Why was Kasab not given his right to seek a judicial review of the president’s decision? It is an inviolable legal right of a condemned prisoner. Did he know about it? Did he turn it down?

What if the president is a bleeding heart liberal (as we would like them to be) and he or she opposes capital punishment. Does the president impose his or her choice in the matter? Conversely, what if the head of state is a closet lover of the death sentence? Where is the impersonal, unbiased promise of justice?

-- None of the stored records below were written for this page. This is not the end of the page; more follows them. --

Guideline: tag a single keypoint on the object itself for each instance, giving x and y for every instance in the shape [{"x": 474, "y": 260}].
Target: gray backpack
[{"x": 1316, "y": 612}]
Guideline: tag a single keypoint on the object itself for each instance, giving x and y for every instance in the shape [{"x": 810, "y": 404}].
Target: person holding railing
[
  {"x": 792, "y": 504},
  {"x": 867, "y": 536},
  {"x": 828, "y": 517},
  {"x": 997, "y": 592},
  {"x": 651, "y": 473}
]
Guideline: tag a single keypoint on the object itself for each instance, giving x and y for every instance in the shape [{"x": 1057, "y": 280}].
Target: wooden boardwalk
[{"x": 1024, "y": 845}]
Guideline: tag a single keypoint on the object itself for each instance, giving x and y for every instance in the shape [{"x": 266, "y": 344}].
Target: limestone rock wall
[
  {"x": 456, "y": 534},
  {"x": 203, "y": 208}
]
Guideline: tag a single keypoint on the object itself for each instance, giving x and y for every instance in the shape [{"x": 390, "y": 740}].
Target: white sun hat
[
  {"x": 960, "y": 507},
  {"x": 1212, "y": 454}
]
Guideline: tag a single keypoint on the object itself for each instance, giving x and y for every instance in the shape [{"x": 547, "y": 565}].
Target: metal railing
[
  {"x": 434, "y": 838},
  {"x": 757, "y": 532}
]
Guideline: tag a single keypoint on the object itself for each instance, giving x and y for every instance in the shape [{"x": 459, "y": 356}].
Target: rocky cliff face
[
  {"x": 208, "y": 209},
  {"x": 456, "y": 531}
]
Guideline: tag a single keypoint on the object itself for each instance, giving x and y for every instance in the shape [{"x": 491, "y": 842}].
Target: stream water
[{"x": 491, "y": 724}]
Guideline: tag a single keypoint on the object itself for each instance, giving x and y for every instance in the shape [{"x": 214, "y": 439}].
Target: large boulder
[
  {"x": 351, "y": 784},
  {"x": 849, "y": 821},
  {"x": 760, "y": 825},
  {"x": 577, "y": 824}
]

Shortly after Kasab was executed in Pune, a spokesperson for the late Bal Thackeray’s party boasted to a TV channel that the Mumbai killer’s fate may have been sealed when the Shiv Sena chief committed his support for Pranab Mukherjee’s candidature as president of India. Kasab’s death was the biggest homage to the memory of Thackeray, Sanjay Raut proclaimed.

Thackeray had told Mr Mukherjee, who came to visit the Mumbai strongman for his crucial backing in the presidential contest, that he saw the veteran Congress man as an upright nationalist. He said he expected Mr Mukherjee to swiftly send the condemned man to the gallows.

How much Thackeray’s persistence weighed in with Mr Mukherjee’s final decision is a matter of conjecture and will probably never be known. But who can deny the larger, (though not very large) benefit the Congress expects to gain out of the sordid episode.

Kasab was reportedly humming Hindi movie songs during his long stay on death row, not fully aware of the enormity of his crime. Nor will his death stop another gun-toting delinquent from killing people senselessly, nor from smiling at his would-be executioners while still humming a juvenile song.

The writer is Dawn’s correspondent in Delhi.